Fields can be accessed using properties: $object->field, or using getters and setters (blah): $object->getField();
Deleting is somewhat inconsistent.
//Delete user User::delete($user); //I would think this is more readable/consistent: $user->delete();
But it’s not a big deal.
Other Things
There are two cool functions that I think every ORM should consider — import and export. Import will set field values based on an array, and export will serialize the row to an array (note: Kohana has this too). An extension of import() is provided as importFromPost — which sure beats setting field names manually from forms.
One last thing…
RedBean has a “Locking” feature that I’ve been trying to figure out. No, I know what Locking is, but I’m just wondering why it would be necessary? A modern, transactional database is not going to have problems with multiple users. Even SQLite supports basic mutli-user functionality. Maybe someone can explain this to me?

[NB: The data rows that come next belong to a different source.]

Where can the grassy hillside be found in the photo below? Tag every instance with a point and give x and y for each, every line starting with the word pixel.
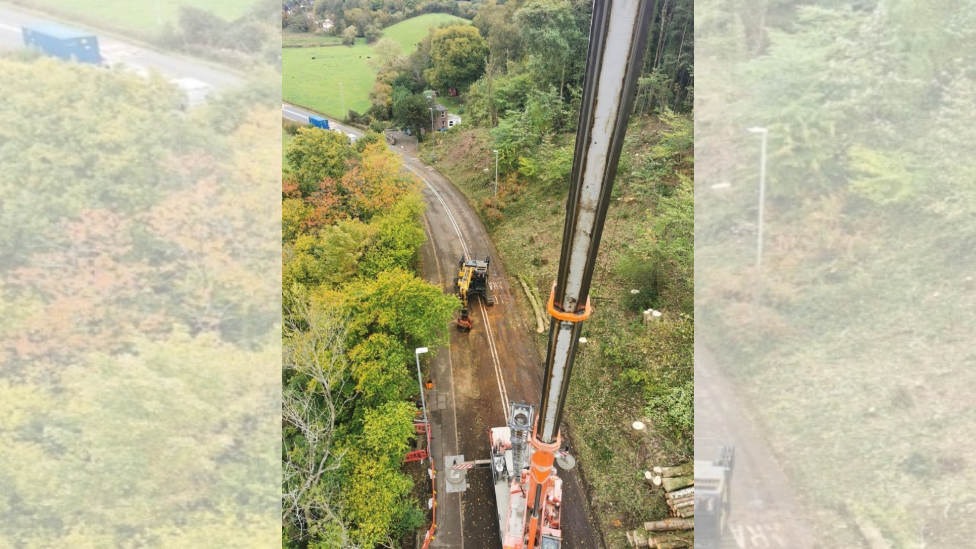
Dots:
pixel 408 33
pixel 141 18
pixel 609 389
pixel 311 75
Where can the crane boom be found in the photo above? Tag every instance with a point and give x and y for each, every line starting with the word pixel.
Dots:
pixel 529 501
pixel 618 37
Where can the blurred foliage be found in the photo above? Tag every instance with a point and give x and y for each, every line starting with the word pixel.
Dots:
pixel 140 311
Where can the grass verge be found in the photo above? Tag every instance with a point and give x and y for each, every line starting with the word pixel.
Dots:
pixel 143 19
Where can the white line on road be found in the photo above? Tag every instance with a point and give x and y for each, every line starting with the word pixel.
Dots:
pixel 495 360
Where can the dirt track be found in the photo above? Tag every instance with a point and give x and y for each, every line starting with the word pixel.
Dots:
pixel 764 513
pixel 480 373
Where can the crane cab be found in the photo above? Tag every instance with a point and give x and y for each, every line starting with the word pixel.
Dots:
pixel 472 280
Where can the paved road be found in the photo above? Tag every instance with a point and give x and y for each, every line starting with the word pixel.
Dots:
pixel 117 50
pixel 481 372
pixel 765 515
pixel 493 364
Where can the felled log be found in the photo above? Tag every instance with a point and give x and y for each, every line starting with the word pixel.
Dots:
pixel 677 471
pixel 637 538
pixel 638 431
pixel 678 494
pixel 536 308
pixel 672 544
pixel 667 525
pixel 649 478
pixel 683 504
pixel 677 483
pixel 676 501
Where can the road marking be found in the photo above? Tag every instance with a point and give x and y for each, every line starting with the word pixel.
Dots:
pixel 496 363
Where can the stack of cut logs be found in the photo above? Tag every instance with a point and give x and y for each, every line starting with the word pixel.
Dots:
pixel 679 487
pixel 664 534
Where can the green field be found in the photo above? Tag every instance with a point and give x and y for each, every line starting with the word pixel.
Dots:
pixel 308 39
pixel 311 77
pixel 140 17
pixel 410 32
pixel 314 83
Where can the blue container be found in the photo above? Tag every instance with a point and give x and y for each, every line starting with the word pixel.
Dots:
pixel 318 122
pixel 63 42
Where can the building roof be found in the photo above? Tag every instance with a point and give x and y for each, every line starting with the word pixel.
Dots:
pixel 59 31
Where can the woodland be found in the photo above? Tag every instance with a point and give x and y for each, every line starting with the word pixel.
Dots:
pixel 856 333
pixel 354 311
pixel 352 233
pixel 139 311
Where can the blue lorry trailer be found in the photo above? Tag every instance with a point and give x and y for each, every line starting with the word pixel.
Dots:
pixel 63 42
pixel 318 122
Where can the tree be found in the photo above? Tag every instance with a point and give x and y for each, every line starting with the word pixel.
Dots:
pixel 313 399
pixel 411 112
pixel 553 38
pixel 399 236
pixel 457 57
pixel 401 305
pixel 316 154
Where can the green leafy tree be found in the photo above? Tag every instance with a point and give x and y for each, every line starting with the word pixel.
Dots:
pixel 457 57
pixel 411 113
pixel 398 238
pixel 401 305
pixel 553 38
pixel 316 154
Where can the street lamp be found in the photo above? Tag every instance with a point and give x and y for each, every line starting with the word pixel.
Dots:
pixel 496 173
pixel 423 402
pixel 763 133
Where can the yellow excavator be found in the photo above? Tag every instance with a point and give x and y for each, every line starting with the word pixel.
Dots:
pixel 472 280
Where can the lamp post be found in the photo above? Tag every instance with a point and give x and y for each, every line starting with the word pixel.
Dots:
pixel 763 133
pixel 423 402
pixel 496 173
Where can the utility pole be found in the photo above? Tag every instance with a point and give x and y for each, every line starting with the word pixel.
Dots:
pixel 423 401
pixel 763 133
pixel 496 174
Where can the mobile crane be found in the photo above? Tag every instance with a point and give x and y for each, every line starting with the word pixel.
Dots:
pixel 528 491
pixel 472 280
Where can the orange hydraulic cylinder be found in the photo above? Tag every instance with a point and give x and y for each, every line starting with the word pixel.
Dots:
pixel 540 478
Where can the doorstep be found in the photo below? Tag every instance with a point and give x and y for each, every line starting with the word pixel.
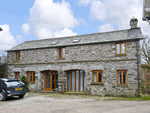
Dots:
pixel 74 92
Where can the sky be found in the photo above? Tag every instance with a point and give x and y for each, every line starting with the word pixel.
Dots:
pixel 25 20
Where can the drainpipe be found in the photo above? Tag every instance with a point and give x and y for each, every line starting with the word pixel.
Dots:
pixel 138 74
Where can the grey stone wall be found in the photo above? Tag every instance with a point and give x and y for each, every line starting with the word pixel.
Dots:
pixel 74 53
pixel 85 57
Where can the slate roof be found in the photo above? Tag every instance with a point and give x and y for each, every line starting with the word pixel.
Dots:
pixel 113 36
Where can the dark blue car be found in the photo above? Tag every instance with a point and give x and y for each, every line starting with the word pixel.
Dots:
pixel 11 87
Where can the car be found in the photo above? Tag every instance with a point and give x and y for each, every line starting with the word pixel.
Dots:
pixel 11 87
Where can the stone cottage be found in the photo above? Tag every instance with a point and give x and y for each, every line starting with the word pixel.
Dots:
pixel 98 64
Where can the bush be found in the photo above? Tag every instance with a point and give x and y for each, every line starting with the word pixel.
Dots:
pixel 23 79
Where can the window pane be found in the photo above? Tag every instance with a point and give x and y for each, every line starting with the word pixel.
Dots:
pixel 118 48
pixel 27 76
pixel 30 76
pixel 94 76
pixel 69 74
pixel 59 53
pixel 73 80
pixel 100 77
pixel 77 80
pixel 123 48
pixel 33 76
pixel 84 82
pixel 81 80
pixel 124 77
pixel 18 76
pixel 63 52
pixel 56 79
pixel 119 78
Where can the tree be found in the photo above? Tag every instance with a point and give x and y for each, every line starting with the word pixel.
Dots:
pixel 145 49
pixel 3 65
pixel 3 56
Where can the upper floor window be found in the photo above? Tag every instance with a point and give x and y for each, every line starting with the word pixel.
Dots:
pixel 121 48
pixel 17 75
pixel 17 55
pixel 122 77
pixel 61 53
pixel 97 76
pixel 30 76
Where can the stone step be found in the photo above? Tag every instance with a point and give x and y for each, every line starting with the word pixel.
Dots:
pixel 73 92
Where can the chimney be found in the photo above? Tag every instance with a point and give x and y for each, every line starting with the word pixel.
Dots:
pixel 133 23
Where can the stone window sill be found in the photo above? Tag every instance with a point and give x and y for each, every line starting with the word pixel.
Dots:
pixel 120 55
pixel 97 83
pixel 122 85
pixel 16 60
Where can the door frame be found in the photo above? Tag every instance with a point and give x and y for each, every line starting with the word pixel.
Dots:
pixel 47 89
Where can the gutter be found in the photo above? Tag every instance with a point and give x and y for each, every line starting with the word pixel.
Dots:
pixel 75 44
pixel 138 74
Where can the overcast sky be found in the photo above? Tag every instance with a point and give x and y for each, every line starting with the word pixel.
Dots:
pixel 24 20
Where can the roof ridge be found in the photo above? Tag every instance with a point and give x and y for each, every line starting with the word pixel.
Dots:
pixel 80 35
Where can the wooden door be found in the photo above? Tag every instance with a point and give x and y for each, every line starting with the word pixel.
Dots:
pixel 48 81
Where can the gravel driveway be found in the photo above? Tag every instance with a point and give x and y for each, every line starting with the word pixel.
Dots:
pixel 56 103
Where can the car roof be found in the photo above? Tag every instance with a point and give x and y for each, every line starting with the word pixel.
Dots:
pixel 7 79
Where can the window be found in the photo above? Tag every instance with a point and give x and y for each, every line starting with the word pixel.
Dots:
pixel 122 78
pixel 121 48
pixel 17 55
pixel 17 75
pixel 30 76
pixel 61 53
pixel 97 76
pixel 76 80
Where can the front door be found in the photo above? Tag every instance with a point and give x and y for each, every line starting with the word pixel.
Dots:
pixel 48 81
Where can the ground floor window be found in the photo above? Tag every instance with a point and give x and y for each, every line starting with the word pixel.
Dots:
pixel 76 80
pixel 17 75
pixel 50 80
pixel 30 76
pixel 122 77
pixel 97 76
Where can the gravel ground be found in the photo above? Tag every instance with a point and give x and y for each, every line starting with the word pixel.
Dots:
pixel 56 103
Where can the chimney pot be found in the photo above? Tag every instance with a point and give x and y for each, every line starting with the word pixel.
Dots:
pixel 133 23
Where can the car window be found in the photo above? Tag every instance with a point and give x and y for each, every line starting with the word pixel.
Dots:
pixel 13 83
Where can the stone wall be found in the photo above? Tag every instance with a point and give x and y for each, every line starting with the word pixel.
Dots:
pixel 85 57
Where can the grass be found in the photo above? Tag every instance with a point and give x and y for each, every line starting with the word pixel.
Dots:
pixel 79 96
pixel 143 98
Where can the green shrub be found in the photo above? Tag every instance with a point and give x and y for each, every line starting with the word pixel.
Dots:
pixel 23 79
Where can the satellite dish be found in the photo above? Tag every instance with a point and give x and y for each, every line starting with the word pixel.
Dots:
pixel 1 29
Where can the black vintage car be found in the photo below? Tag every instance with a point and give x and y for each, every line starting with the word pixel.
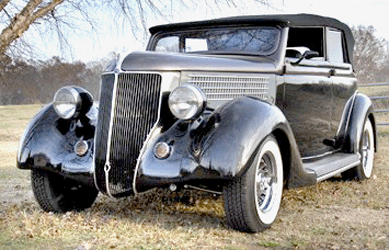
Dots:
pixel 245 106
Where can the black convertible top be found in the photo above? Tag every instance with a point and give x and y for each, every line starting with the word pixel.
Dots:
pixel 285 20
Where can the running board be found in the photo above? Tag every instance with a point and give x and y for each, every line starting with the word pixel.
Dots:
pixel 332 165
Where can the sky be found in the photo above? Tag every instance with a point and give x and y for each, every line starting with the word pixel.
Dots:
pixel 116 38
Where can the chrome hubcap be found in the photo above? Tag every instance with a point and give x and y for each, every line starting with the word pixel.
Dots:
pixel 265 183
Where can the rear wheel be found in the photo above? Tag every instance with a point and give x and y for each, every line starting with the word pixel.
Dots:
pixel 252 201
pixel 367 150
pixel 56 194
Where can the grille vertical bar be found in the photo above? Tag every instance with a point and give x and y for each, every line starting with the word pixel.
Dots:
pixel 101 137
pixel 135 112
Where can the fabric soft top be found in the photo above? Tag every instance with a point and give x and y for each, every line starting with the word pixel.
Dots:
pixel 282 20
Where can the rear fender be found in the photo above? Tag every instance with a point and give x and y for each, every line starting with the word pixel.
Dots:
pixel 360 109
pixel 244 124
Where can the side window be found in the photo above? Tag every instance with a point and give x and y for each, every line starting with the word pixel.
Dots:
pixel 168 44
pixel 305 38
pixel 335 51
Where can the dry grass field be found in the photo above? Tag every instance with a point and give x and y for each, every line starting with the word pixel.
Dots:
pixel 331 215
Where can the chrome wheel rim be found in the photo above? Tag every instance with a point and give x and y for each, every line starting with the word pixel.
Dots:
pixel 265 183
pixel 268 182
pixel 367 150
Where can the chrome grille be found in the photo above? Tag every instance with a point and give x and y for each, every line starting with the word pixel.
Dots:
pixel 134 114
pixel 220 89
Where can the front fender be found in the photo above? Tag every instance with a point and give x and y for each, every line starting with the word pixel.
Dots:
pixel 48 143
pixel 221 149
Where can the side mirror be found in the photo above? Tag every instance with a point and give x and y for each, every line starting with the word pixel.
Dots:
pixel 307 55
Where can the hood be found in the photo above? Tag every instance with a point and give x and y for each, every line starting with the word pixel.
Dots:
pixel 154 61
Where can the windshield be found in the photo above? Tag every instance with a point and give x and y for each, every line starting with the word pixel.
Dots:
pixel 246 40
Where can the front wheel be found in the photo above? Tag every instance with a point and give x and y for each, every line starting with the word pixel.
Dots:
pixel 56 194
pixel 252 200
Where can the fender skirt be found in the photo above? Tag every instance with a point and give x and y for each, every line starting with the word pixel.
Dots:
pixel 220 146
pixel 48 143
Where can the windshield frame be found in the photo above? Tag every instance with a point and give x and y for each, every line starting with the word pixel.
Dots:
pixel 157 36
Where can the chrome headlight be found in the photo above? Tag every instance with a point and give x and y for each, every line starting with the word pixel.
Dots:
pixel 187 102
pixel 71 101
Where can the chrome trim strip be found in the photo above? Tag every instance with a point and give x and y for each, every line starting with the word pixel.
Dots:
pixel 331 174
pixel 107 166
pixel 169 82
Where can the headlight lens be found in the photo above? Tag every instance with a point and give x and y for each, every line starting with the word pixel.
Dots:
pixel 187 102
pixel 72 101
pixel 66 102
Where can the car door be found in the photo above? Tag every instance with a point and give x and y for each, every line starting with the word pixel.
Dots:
pixel 307 91
pixel 343 77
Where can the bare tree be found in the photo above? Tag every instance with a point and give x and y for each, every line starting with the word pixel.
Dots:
pixel 370 54
pixel 16 17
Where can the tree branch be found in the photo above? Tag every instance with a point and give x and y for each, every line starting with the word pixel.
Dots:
pixel 3 3
pixel 22 21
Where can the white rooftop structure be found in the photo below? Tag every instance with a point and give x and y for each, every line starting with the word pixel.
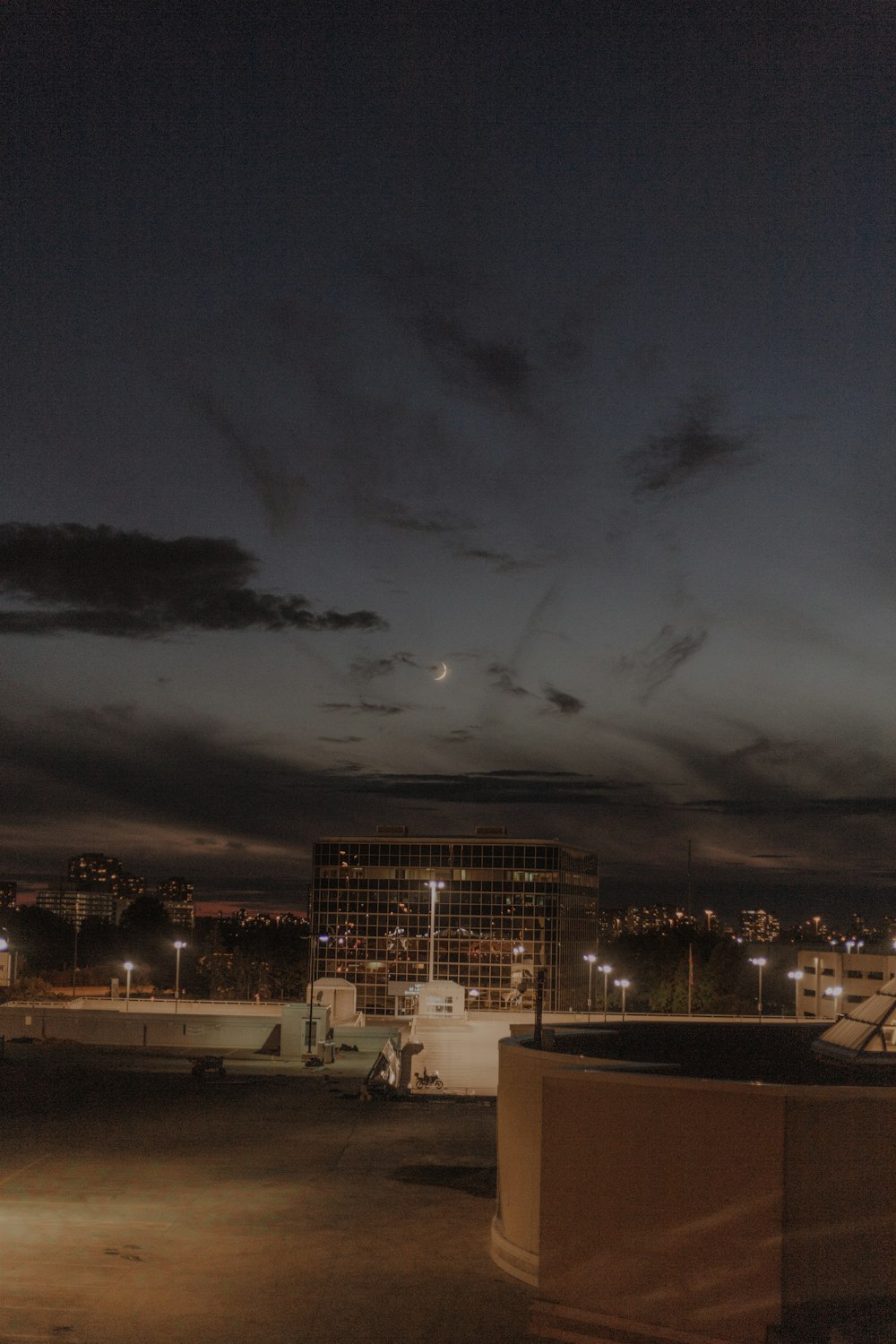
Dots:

Well, that’s about all I can think to say. There may never be a perfect ORM for PHP, but some are better than others. Based on API and not on performance, I can say in my biased, unfair, ridiculous opinion, that RedBean is better than most.
If I have a project that I might be able to use RedBean with, I’ll definitely give it a shot. So there may be a second review in the future. Who knows?
To Gabor de Mooij, RedBean’s author:
Good luck with the project — hopefully RedBean destroys Propel. :)
Perhaps you could take a look at PHP-activerecord sometime if you get a chance:
http://www.phpactiverecord.org/
It is an ORM based on Ruby on Rails’ ActiveRecord. The 3rd problem you found with Kohana is not an issue with our library. Please let me know what you think. We’ve done some performance profiling and have seen superior speeds to doctrine/propel, but we haven’t included them yet on our project.
That looks pretty cool — although I don’t have PHP 5.3 on any of my machines, so it’ll be pretty tough to test. I should probably just get off my lazy ass and quit running xampp on my work box.